The sum of the standardized values of a list of more than 1 element is always 0.
In your example of a list of 4 and 16, the average is (4+16)/2=20/2 = 10. Thus, the SD for a list of two numbers is the distance between each number and the average. We get that SD = 10 - 4 = 6.
I agree with your next step. Let’s standardize the values by subtracting the average and dividing by the SD.
4,16 → (4-10)/6, (16-10)/6 → -6/6, 6/6 → -1, 1
Thus, the sum of the standardized values of -1 and 1 is -1 + 1 = 0.
Thus, p = 0.
Proof:
Suppose that a list consists of numbers x_1, x_2, x_3,…x_n where n > 1. We want to show that the standardized values sum to 0. Define M = mean and SD = standard deviation of the list.
Sum of standardized values = (x_1-M)/SD + (x_2-M)/SD +…+ (x_n-M)/SD = [(x_1-M) + (x_2-M) +…+(x_n-M)]/SD = [ x_1 + x_2 + … + x_n - nM]/SD (*).
The -nM in the last step comes from the fact that we are adding n copies of -M.
Since M = (x_1 + x_2 + … x_n)/n, then x_1 + x_2 + … + x_n = nM. Let’s use that fact to substitute into (*).
Rewriting the steps from before: Sum of standardized values = (x_1-M)/SD + (x_2-M)/SD +…+ (x_n-M)/SD = [(x_1-M) + (x_2-M) +…+(x_n-M)]/SD = [ x_1 + x_2 + … + x_n - nM]/SD = [nM - nM]/SD = 0/SD = 0.
Thus, the sum is 0.
Yeah so by that logic the answer should be D but in the key it’s given to be C.

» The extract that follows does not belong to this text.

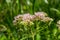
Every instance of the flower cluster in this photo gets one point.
(58, 24)
(27, 18)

Cause if you say take any other list 4,6,16,20,25 and then standardise it then the p value is greater than zero. Boom we got two cases which is in conflict with each other.
No, even in that case, the sum will be zero. Since you are subtracting the average, some of those values will become negative when standardized.
Take a simpler list: 1,2,3,4,5. Each of these values are positive, but the associated standardized values are not all positive. Since the average = 3 and SD = sqrt(2), then the standardized list is (1-3)/sqrt(2), (2-3)/sqrt(2), (3-3)/sqrt(2), (4-3)/sqrt(2), (5-3)/sqrt(2) → -2/sqrt(2), -1/sqrt(2), 0/sqrt(2), 1/sqrt(2), 2/sqrt(2). If we add those, then we get -2/sqrt(2) -1/sqrt(2) + 0 + 1/sqrt(2) + 2/sqrt(2) and the terms all cancel out to equal 0.
Having all positive numbers in a list does not imply that all the standardized values are positive. I have shown you a case where all the numbers are positive, but some of the standardized values are negative, one is 0, and the rest are positive.
I hope this helps clear things up.
I would go through the process of calculating the mean and the SD of 4,6,16,20,25, subtracting the mean from each number, and dividing each number by SD. Then, sum them up. You will get 0.